A callee-save register must be saved by the callee (in opposition to a caller-save register, where the caller saves the register); so, if this is the ABI you are using, you do not have to save r10 before calling another function (the other function is responsible for saving it).
You can just substitute x for r. The x denotes a 64bit register while r generally denotes a 32bit register but can also be used to refer to 64bit registers.
The following 2 instructions are relatively simple.
mov x2, #0
eor v0.16b, v0.16b, v0.16b
The first moves the immediate value 0 into the x2 register. The next XORs, or in ARM parlance eor's (exclusive OR's), the v0 register which is the first of the general purpose NEON registers. I think of v0-v31 exactly like x0-x27 except the v registers can hold 128 bits that can be accessed and manipulated in what are called lanes. ARM has great reference documentation on NEON programming. When you eor an operand against itself and store the result in itself, this has the effect of "zeroing out the register." In summation, we expect both x2 and v0 to contain the value 0 after these two instructions are run.

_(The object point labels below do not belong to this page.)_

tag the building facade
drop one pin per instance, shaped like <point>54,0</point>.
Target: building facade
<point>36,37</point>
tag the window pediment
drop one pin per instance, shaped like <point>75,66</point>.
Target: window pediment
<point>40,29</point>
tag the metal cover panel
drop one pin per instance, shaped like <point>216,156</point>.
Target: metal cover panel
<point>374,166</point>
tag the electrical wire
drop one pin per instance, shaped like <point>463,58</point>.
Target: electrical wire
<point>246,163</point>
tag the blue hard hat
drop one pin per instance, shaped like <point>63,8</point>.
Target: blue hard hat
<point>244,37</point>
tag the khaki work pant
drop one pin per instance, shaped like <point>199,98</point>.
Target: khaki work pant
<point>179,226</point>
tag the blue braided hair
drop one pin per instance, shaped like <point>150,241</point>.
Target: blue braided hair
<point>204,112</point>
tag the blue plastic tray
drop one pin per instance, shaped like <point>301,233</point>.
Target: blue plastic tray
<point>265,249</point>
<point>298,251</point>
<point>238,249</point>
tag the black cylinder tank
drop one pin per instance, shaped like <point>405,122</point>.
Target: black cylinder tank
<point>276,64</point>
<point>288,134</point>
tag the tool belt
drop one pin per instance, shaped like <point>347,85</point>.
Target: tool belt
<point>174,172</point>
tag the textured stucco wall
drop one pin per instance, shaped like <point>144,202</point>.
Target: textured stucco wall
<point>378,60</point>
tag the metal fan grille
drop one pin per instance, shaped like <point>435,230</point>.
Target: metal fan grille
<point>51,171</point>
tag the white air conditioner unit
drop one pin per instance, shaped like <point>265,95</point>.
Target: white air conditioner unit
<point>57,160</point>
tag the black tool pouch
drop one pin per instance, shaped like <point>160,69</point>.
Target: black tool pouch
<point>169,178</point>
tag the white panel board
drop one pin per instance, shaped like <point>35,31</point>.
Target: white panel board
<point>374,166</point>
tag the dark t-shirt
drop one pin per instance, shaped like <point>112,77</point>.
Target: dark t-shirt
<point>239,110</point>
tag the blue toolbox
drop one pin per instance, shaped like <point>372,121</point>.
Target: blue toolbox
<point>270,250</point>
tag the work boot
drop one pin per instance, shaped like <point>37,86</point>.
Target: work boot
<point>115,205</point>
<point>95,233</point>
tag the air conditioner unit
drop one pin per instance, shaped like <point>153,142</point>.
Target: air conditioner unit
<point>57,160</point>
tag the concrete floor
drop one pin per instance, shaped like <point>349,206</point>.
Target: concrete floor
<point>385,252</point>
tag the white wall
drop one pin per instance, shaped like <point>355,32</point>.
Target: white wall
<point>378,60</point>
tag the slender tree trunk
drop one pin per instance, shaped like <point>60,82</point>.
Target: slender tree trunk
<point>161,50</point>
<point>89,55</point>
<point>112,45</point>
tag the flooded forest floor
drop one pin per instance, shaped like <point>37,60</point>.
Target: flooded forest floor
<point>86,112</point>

Let's step through these two instuctions and check.
(lldbinit) reg read $x2
x2 = 0x0000000000000000
(lldbinit) reg read $v0
v0 = {0x00 0x00 0x00 0x00 0x00 0x00 0x00 0x00 0x00 0x00 0x00 0x00 0x00 0x00 0x00 0x00}
This shows both that the registers contain 0, and also that lldb prints the general purpose x registers as a 64bit hex value and the NEON v registers as 16 8bit hex values. Each of these values in v0 is called an 8bit lane.
When a procedure is called in aarch64, the AAPCS64 (AArch64 Procedure Call Standard) specifies that the x0 - x7 registers will contain the paramaters passed to the procedure. Our dinoxor procedure expects 2 parameters to be passed, each a 1 byte operand value that should be eor'd. This parameters will be in x0 and x1.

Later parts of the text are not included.